WHBE-FM

Eminence, Kentucky; United States;
- Broadcast area: Frankfort, Kentucky
- Frequency: 105.7 MHz
- Branding: ESPN Louisville

Programming
- Format: Sports
- Affiliations: ESPN Radio; Cincinnati Reds Radio Network; Indianapolis Colts Radio Network; Louisville Cardinals; Louisville City FC; Racing Louisville FC; Westwood One Sports;

Ownership
- Owner: UB Louisville, LLC
- Sister stations: WHBE; WLCL;

History
- First air date: 1988 (as WKXF-FM)
- Former call signs: WKXF-FM (1988–1991); WXLN (1991–1991); WXLN-FM (1991–1996); WXLM (1996–2000); WYKY (2000–2001); WTSZ (2001–2002); WTSZ-FM (2002–2006); WTUV-FM (2006–2014);

Technical information
- Licensing authority: FCC
- Facility ID: 42126
- Class: A
- ERP: 3,000 watts
- HAAT: 100 meters (330 ft)
- Transmitter coordinates: 38°21′9.2″N 85°11′8.8″W﻿ / ﻿38.352556°N 85.185778°W

Links
- Public license information: Public file; LMS;
- Webcast: Listen live
- Website: www.espnlouisville.com

= WHBE-FM =

Radio station in Eminence–Louisville, Kentucky

WHBE-FM (105.7 MHz, "ESPN Louisville") is a radio station broadcasting a sports format.

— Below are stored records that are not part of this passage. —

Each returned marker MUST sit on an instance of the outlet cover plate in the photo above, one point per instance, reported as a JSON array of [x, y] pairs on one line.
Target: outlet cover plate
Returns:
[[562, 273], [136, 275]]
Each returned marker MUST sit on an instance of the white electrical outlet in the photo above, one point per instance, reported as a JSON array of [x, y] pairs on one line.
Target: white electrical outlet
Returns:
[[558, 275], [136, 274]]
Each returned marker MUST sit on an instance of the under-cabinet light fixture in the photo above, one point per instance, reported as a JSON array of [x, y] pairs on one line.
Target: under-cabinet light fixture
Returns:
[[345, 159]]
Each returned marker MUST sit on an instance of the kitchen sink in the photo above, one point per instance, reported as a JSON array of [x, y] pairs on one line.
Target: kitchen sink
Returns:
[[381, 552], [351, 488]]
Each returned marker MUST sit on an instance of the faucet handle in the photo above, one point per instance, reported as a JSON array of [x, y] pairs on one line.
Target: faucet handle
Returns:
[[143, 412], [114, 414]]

Licensed to Eminence, Kentucky, United States, the station serves the Louisville, Kentucky and Frankfort, Kentucky areas. The station is owned by UB Louisville, LLC.

==History==
The station was assigned the call sign WKXF-FM on May 11, 1988. It became WXLN on June 14, 1991; WXLN-FM on July 2, 1991; WXLM on June 14, 1996; WYKY on April 27, 2000; WTSZ on December 27, 2001; WTSZ-FM on January 4, 2002; WTUV-FM on May 19, 2006; and WHBE-FM on May 2, 2014. The change to WHBE-FM came after the station was sold by Davidson Media Group to UB Louisville, who already owned WHBE (680 AM).